This week we’re here to help you coach your team through conflict with a focus on cohesion.
It’s natural for humans to form teams, and it’s normal for those teams to develop specific dynamics. As a coach, a leader, it’s important to influence those dynamics by setting clear goals, encouraging communication, and emphasizing ways to be productive and creative. Without effective leadership, teams can become unproductive, apathetic, and even toxic.
While not every group will automatically become unified in their goals, these teams can be coached into cohesion with the right leadership. Cohesive teams are industrious and generally drama-free. Interactions among team members are respectful, disagreements are resolved peacefully, and agreement is a regularity.
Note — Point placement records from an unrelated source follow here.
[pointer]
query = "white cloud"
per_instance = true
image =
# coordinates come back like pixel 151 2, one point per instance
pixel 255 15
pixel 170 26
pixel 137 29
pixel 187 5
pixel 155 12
How can you support your team to become more cohesive? We suggest the following:
Set High Expectations
The first step toward a top-performing, cohesive team is believing it exists. Set your expectations and your standards high. Offer support needed to meet these expectations and hold team members accountable to you and each other. Examples of ground rules include: Everybody shows up on time and ready to work, everyone participates, all ideas are respected, and commitments are kept.
Get to Know Who’s Who
We all learn differently, communicate differently, and handle conflict differently. These differences, combined with those based on race, gender, ethnicity, sexual identity, socioeconomic status, age, life experience, and so on, can be the driver for enhanced problem solving and innovation. Still, they also can be the source of stress and discord. Rather than assuming what people are likely to believe based on their outward characteristics and backgrounds, why not introduce some team-building exercises that reveal, more objectively, who’s who? Omnia’s professional development report helps employees understand their own personality traits and motivations. The report is ideal for reducing conflict and building collaboration.
Practice Real Inclusion
In every group, some members will be more vocal than others. These individuals might be the natural leaders worth following, or they might be those with the biggest egos who enjoy hearing themselves speak. In either case, don’t allow them to take over. The magic of diversity can’t work if true inclusion isn’t practiced. That means everyone gets a say, and each idea is given the consideration it deserves. This is not to say the team is obliged to spend hours hashing over every bad idea. However, dismissing an offering with a snort or off-handed comment is out of bounds and violates those ground rules mentioned earlier. Instead, anyone who cares to counter another’s idea should be required to defend her position with rational and clear principles.
Get Out of the Way
As any sports fan knows, coaches encourage and enable others to do what they do. Coaches don’t do the work the players must do. So it is with good leadership. Getting out of the way is crucial. To bring your team to cohesion, be prepared to provide resources, inspiration, guidance, and wisdom, but don’t interfere where you’re neither needed nor wanted. At best, you’ll infantilize the team and teach dependence. At worst, you’ll create resentment and other ill feelings – all the while impeding work that would otherwise get done.
Praise Good Behavior
It’s common to complain that the same manager who is quick to criticize what employees do wrong is also slow to praise what employees do right. Don’t be that manager. Instead of catching your employees doing “bad,” catch them doing good – and let them know it.
Don’t Play Favorites
Nothing can tear a team apart faster than a leader who plays favorites. It’s okay to like some people more than you like others. It’s human nature and nothing to fret over. However, allowing your personal feelings to influence how you manage to the point of mistreating some employees is clearly to be avoided.
Highly functional teams are extremely valuable to the companies that support them. Coach your team into cohesion (or ensure it stays there) by following this article’s advice.